In the middle of the night the doctors at Texas Children’s called me for permission to do a blood transfusion for S. I agreed and just wanted to see my son. At the time I did not fully understand what was wrong with him. The hospital released me after just 2 days so I could go see him.

When I got to the S’s hospital the doctors there were asking for consent to perform surgery. They already had him “cooling” on a pad that dropped his temperature very low. My baby felt dead. He was not conscious. The surgery was for an ECMO machine, a last resort machine that is used for life support.
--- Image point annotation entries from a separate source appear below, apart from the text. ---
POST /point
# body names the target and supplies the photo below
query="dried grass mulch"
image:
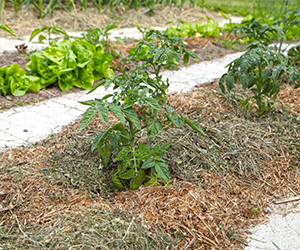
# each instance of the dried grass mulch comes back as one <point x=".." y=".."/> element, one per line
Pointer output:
<point x="54" y="194"/>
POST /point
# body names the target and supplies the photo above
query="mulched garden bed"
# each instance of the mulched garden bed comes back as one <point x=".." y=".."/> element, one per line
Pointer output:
<point x="55" y="195"/>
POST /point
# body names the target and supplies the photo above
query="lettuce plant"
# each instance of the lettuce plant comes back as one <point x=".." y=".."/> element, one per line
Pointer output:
<point x="140" y="103"/>
<point x="71" y="63"/>
<point x="15" y="81"/>
<point x="49" y="29"/>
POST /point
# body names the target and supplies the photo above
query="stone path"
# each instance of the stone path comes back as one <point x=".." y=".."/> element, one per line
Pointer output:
<point x="24" y="125"/>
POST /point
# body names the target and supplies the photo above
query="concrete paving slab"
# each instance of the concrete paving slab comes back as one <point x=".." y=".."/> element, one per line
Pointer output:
<point x="23" y="125"/>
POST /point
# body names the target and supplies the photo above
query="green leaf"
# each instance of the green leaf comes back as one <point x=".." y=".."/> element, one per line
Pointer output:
<point x="293" y="73"/>
<point x="229" y="81"/>
<point x="127" y="175"/>
<point x="276" y="71"/>
<point x="7" y="29"/>
<point x="96" y="86"/>
<point x="97" y="140"/>
<point x="133" y="117"/>
<point x="153" y="127"/>
<point x="152" y="103"/>
<point x="60" y="30"/>
<point x="88" y="116"/>
<point x="162" y="59"/>
<point x="149" y="163"/>
<point x="135" y="182"/>
<point x="120" y="40"/>
<point x="102" y="112"/>
<point x="190" y="53"/>
<point x="122" y="154"/>
<point x="117" y="111"/>
<point x="165" y="146"/>
<point x="152" y="181"/>
<point x="162" y="170"/>
<point x="34" y="33"/>
<point x="117" y="182"/>
<point x="106" y="153"/>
They told me our son would die without it so we agreed.

He ended up on life support for 10 days until they felt he would survive on his own. Another week passed and we finally heard his first cry. We stayed at the Ronald McDonald house for most of the time but we also had another child to take care of so we didn’t get to see him every day. That was very hard on our family and week later he came home with us.

While at the hospital he had an MRI done and told us that he had brain damage but they don’t know how extensive it will be until he gets older. That is the hardest part, not knowing. Right now he is a healthy growing boy and we love him. He seems to not have any effects from his birth and is meeting his milestones on time.

I’m writing this to let all women know of the risks of VBAC, because uterine rupture does happen. It’s not talked about very much and it should. Women should be totally aware of the risks before they attempt a VBAC. Please attempt your VBAC in a hospital equipped to do immediate surgery like mine was. While I was aware of the risks, I didn’t think it could happen to me. I was wrong.

I’m so thankful to both hospitals and the doctors that provided me with such great care. I’m just lucky my baby survived.